1) Asset-liability ratio (debt ratio) = total liabilities of enterprises/total assets of enterprises.
Investigating the long-term debt trend of enterprises is a barometer reflecting the long-term solvency.
2) owner's equity debt ratio (debt equity ratio) = total liabilities/owner's equity
Reflect the proportion of funds provided by creditors and owners, and reflect whether the operating funds are obtained by borrowing.
3) The ratio of cash inflow to total liabilities = sales income (or working capital)/total liabilities.
It is combined with current ratio and quick ratio index to comprehensively judge the solvency of enterprises.
4) Property right ratio = total liabilities/owner's equity
Review the solvency of the enterprise's own capital.
5) Current ratio = total current assets/total current liabilities
Investigate the liquidity of enterprise assets and show the short-term solvency of enterprises.
6) Quick ratio (acid test ratio) = total quick assets/total current liabilities.
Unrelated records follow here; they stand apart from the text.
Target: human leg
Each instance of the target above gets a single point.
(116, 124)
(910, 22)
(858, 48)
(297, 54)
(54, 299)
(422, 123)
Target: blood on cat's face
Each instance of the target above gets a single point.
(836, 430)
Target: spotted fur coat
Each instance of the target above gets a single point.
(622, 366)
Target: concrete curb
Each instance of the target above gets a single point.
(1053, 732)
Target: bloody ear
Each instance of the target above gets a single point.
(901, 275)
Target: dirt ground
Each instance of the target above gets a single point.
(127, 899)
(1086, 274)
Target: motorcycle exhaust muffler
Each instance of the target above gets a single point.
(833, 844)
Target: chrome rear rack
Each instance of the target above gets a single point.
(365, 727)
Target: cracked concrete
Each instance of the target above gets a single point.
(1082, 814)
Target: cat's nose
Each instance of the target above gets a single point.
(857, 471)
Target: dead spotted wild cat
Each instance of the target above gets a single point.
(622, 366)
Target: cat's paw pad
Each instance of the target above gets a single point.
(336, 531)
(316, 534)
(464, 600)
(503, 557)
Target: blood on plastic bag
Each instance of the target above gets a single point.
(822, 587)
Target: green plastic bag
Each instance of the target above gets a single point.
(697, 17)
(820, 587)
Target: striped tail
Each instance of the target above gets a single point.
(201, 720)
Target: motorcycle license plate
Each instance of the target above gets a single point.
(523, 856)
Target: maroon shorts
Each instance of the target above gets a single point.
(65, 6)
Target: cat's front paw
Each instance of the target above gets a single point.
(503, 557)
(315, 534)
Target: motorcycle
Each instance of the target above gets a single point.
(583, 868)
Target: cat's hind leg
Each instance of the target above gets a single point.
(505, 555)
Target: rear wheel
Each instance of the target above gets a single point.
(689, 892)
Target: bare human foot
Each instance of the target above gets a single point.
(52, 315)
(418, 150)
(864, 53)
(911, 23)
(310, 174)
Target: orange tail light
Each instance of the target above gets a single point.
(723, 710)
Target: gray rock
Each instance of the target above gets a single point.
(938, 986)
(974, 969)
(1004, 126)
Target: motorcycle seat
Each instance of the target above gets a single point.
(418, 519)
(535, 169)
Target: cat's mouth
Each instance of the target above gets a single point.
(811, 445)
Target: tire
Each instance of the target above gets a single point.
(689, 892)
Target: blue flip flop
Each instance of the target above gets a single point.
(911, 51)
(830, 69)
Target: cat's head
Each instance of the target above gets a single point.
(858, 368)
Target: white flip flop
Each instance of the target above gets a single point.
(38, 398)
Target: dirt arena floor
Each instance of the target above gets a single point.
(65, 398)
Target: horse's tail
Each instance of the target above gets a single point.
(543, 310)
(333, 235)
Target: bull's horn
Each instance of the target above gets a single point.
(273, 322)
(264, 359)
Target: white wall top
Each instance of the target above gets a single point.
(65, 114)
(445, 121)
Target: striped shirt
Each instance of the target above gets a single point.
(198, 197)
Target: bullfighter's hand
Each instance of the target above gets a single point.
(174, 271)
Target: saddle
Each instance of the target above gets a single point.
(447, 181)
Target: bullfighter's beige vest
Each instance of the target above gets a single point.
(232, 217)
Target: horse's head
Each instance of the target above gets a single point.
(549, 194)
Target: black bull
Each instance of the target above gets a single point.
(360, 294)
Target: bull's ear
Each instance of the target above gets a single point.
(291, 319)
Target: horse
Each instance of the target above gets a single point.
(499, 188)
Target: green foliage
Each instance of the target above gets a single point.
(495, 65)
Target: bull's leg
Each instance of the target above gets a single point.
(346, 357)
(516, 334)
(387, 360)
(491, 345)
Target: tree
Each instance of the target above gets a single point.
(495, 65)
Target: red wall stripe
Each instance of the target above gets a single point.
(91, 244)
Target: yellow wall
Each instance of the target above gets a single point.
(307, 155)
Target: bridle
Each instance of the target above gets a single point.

An important index to judge the short-term solvency of enterprises
7) enterprise blood pressure = (total current liabilities-total quick assets)/total current liabilities
It can be seen how big the gap is for enterprises to pay current liabilities.
8) Monetary fund ratio = total monetary fund/total current liabilities
Reflect the proportion of monetary funds in current liabilities. The greater the ratio, the stronger the solvency.
9) Basic defense period = quick assets/fixed expenses for daily operation.
Reflect the number of days that existing quick assets can pay without any income.
10) ratio of working capital to current liabilities = current liabilities/(current assets-current liabilities)
Investigate the situation that the enterprise's working capital undertakes the enterprise debt in a certain period of time.
1 1) Spot payment ratio = (cash+bank deposit)/(current liabilities-accounts received in advance-accrued expenses-forward loans)
Reflect the ability of enterprises to pay current liabilities with monetary funds in a certain period of time.
12) tangible net debt ratio = total liabilities/(owner's equity-intangible assets)
Examine the solvency of the tangible net assets of the enterprise.
13) Ratio of fixed assets to owners' equity = net fixed assets/owners' equity.
To investigate the situation that the funds for the purchase and construction of fixed assets by enterprises are provided by the owners.
14) Earned interest multiple = pre-tax interest/paid interest.
Examine the enterprise's ability to pay debt interest at a certain profit level, and reflect the guaranteed multiple of interest.